Dee and Dale Crews were featured on a billboard as I drove into Mount Pocono in July 1967.
After starting their career at Mount Airy Lodge
in the late Fifties, they were now the opening act at Pocono Manor
Inn, a sophisticated resort hotel and golf course near Mt. Pocono.
Dee and Dale opened for stars like Perry Como, Bob Hope,
and Mel Brooks.
Soon, I was hired as a bar waiter, and I jumped at the
chance. For a 20-year-old who never touched alcohol, it was a unique
job. As a cocktail waiter, I worked from 6 pm to 2 am, six nights a week,
serving drinks in the dining room, the lounge, and the main showroom.
I went on an arranged date with the sales director’s secretary Gloria, a blond three years older than me. Gloria was sophisticated, and fun to date. We mostly went to nightclubs and cocktail parties and often doubled with Dee and Dale.
The response to the well-known
couple from other employees was both obsequious and heartfelt.
Everyone seemed to know and like Dee and Dale Crews, and I basked
in their reflected glory.
Because of my grandmother’s incessant stories, I knew I was sinning
by going to nightclubs, and drinking, and dating blondes, but frankly I was
having the time of my life.
Sometimes, when I was selling drinks in the showroom and Mom
and Dale were performing, after dancing the tango, Dale would
grab the mike and say, “They call the tango the dance of love,
and we've danced it so long we have a dozen kids."

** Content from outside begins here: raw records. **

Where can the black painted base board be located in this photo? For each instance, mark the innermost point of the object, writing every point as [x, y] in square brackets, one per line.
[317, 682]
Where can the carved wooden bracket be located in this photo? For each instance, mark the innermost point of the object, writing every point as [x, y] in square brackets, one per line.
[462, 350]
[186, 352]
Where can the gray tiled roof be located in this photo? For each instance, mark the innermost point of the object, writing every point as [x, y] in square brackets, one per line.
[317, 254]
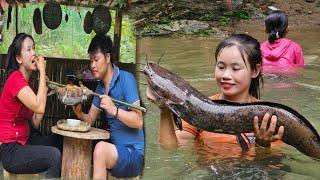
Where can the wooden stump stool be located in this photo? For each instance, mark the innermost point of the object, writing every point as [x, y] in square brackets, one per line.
[8, 175]
[77, 152]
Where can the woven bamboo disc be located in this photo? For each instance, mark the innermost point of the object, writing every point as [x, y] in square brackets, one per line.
[37, 21]
[83, 127]
[101, 19]
[87, 23]
[52, 15]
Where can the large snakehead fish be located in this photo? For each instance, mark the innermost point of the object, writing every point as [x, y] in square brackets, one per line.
[227, 117]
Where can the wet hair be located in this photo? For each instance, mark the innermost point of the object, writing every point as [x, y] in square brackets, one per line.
[11, 63]
[249, 48]
[103, 43]
[276, 24]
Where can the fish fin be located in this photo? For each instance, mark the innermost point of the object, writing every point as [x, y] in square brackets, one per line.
[51, 92]
[243, 141]
[177, 121]
[176, 115]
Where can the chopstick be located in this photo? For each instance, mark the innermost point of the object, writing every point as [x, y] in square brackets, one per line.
[114, 100]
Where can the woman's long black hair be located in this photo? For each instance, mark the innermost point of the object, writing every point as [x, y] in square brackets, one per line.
[249, 48]
[11, 63]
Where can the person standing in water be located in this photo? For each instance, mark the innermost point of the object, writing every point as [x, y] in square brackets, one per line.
[238, 74]
[278, 51]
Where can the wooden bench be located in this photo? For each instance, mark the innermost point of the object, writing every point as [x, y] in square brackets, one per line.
[110, 177]
[8, 175]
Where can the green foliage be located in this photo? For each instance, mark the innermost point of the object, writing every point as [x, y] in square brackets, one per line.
[69, 40]
[151, 27]
[122, 3]
[241, 14]
[165, 20]
[225, 21]
[202, 33]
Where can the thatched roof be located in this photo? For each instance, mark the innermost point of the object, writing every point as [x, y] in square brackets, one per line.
[84, 3]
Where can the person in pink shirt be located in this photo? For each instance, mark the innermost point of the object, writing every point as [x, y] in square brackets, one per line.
[279, 52]
[22, 152]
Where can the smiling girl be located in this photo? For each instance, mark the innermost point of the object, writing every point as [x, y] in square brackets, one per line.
[20, 152]
[238, 74]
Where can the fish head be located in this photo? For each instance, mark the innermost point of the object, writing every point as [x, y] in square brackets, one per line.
[160, 86]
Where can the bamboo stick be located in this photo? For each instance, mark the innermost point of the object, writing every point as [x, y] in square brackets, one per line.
[114, 100]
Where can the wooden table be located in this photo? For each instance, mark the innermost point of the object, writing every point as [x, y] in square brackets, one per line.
[77, 151]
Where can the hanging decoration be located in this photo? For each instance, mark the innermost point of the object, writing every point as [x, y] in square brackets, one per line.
[52, 15]
[87, 23]
[101, 19]
[37, 21]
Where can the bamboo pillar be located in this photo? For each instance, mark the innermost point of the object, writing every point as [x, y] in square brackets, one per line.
[17, 19]
[117, 35]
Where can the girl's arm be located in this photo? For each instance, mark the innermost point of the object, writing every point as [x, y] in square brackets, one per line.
[168, 137]
[36, 119]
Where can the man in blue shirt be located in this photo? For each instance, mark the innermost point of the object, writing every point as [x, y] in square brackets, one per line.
[123, 157]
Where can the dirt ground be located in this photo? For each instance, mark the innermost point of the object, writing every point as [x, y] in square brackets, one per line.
[302, 15]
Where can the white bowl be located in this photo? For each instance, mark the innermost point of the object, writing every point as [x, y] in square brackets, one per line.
[73, 122]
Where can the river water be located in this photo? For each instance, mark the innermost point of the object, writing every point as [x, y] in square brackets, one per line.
[193, 59]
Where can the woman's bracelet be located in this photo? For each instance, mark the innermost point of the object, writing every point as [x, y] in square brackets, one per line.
[116, 116]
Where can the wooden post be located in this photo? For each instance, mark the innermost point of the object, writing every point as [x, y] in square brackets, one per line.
[17, 20]
[77, 163]
[229, 4]
[117, 35]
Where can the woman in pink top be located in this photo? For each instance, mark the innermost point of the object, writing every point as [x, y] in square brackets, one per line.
[21, 152]
[279, 52]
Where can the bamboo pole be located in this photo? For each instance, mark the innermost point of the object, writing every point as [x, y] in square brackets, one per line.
[99, 95]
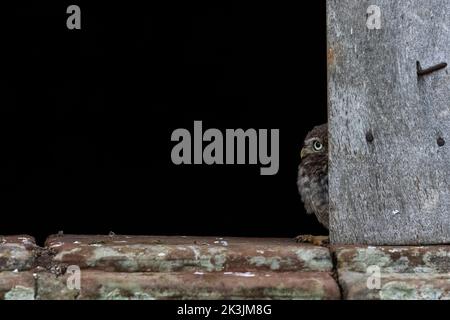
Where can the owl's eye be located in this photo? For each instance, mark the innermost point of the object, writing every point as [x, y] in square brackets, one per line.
[317, 146]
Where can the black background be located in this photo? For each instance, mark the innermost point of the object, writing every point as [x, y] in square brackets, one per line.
[88, 115]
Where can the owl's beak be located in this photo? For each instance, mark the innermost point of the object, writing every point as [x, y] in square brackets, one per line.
[303, 153]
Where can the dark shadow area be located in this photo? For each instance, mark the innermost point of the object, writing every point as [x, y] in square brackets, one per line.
[89, 113]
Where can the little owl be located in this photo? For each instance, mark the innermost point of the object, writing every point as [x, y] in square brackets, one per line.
[313, 174]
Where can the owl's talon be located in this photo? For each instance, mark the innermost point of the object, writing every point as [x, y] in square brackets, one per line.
[314, 240]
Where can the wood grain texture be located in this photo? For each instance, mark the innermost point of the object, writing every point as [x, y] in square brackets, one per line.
[394, 190]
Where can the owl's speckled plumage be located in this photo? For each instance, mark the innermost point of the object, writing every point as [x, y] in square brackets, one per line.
[313, 174]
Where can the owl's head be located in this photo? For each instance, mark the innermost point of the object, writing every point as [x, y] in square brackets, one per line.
[316, 143]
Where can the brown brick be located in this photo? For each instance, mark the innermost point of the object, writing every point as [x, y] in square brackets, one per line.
[16, 253]
[400, 286]
[173, 254]
[192, 285]
[16, 285]
[425, 259]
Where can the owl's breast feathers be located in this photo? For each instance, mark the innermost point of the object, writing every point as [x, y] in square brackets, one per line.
[313, 187]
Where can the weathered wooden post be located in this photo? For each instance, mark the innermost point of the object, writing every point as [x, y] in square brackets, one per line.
[389, 121]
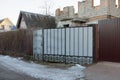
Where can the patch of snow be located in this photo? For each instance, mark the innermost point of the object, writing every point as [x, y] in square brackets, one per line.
[41, 71]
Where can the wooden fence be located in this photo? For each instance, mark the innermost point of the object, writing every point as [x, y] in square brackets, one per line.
[17, 42]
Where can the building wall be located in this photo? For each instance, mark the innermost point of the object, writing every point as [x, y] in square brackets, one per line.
[86, 10]
[23, 24]
[7, 24]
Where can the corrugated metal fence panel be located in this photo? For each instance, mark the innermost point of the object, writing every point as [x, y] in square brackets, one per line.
[79, 41]
[110, 40]
[69, 45]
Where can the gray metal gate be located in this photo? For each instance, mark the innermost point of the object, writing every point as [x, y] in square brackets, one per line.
[65, 45]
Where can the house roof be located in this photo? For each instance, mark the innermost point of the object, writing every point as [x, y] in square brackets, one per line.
[34, 20]
[2, 20]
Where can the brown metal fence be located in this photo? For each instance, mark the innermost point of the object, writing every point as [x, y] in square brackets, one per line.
[109, 40]
[18, 42]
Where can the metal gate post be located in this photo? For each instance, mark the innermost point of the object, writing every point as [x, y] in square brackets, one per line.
[65, 46]
[43, 45]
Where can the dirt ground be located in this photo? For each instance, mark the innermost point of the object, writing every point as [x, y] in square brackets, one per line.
[103, 71]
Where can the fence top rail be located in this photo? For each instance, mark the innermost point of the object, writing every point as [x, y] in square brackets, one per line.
[68, 27]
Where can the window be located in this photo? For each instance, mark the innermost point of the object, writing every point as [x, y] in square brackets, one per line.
[2, 26]
[96, 2]
[66, 25]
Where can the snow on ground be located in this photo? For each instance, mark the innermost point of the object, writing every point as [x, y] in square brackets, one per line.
[41, 71]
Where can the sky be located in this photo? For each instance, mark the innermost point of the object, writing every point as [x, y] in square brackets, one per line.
[11, 8]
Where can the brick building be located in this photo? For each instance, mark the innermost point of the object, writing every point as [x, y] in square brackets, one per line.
[87, 13]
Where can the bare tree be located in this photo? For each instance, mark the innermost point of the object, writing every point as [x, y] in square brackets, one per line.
[47, 7]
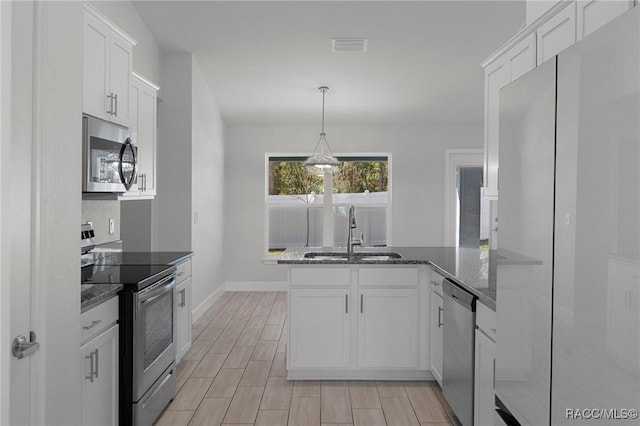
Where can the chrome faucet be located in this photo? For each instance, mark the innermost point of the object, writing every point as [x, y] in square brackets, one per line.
[351, 242]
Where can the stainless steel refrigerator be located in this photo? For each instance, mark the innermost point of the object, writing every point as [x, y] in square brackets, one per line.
[568, 325]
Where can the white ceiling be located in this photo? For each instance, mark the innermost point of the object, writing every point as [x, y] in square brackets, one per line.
[264, 60]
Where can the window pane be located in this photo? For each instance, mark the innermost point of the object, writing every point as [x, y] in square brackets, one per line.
[359, 176]
[371, 221]
[294, 226]
[289, 177]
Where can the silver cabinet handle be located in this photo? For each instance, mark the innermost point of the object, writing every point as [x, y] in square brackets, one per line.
[494, 373]
[93, 365]
[97, 367]
[21, 347]
[90, 326]
[183, 298]
[111, 107]
[90, 376]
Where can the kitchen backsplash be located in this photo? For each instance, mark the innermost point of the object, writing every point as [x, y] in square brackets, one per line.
[100, 212]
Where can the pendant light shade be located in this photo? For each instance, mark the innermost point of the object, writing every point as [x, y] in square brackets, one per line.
[322, 160]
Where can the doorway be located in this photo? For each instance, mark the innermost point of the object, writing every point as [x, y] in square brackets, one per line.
[463, 203]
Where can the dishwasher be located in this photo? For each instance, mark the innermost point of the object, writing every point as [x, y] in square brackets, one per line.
[458, 341]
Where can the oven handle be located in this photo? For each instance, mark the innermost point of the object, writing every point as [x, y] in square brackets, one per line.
[156, 290]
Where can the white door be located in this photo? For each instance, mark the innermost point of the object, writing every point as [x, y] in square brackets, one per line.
[19, 395]
[388, 328]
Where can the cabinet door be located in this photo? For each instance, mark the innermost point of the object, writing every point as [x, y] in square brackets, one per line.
[557, 33]
[484, 395]
[521, 58]
[496, 77]
[95, 67]
[147, 138]
[435, 344]
[592, 14]
[388, 328]
[100, 379]
[183, 317]
[120, 67]
[320, 328]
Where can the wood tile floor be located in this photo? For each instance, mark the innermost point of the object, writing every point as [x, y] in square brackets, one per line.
[235, 374]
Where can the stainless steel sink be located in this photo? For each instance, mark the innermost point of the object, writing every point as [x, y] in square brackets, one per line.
[362, 255]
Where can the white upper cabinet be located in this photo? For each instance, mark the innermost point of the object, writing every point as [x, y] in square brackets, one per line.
[592, 14]
[557, 33]
[107, 67]
[515, 62]
[144, 96]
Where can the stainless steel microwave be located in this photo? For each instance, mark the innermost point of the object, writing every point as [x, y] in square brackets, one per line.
[108, 156]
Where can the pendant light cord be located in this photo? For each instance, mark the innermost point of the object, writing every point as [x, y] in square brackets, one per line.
[324, 90]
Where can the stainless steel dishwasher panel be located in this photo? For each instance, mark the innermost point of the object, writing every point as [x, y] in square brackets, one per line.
[458, 350]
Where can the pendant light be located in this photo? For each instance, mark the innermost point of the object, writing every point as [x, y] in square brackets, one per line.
[322, 160]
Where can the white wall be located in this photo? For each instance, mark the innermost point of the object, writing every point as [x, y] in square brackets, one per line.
[188, 208]
[207, 190]
[146, 54]
[99, 212]
[417, 154]
[172, 205]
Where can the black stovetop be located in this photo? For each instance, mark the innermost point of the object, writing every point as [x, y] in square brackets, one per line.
[131, 276]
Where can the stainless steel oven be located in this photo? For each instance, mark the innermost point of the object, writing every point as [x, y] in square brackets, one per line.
[154, 347]
[108, 156]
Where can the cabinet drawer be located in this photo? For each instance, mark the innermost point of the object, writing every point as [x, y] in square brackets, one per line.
[486, 320]
[385, 276]
[321, 276]
[183, 271]
[98, 319]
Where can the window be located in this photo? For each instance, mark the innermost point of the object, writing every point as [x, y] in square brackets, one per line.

He would pause for the laugh, then say, “No, we've just got one
great kid and there he is, Larry.”
The spotlight would turn on me. I’d wave to
the audience.
Then Dale would say, “Tip him well so he can get an
apartment of his own.”
The audience would laugh again.
So far, I felt that I had avoided being dragged down
the road to degradation.
But one problem with the weight I had lost in the previous year was that the draft board became interested in me. It was during the Vietnam War so the chances of being sent there were high.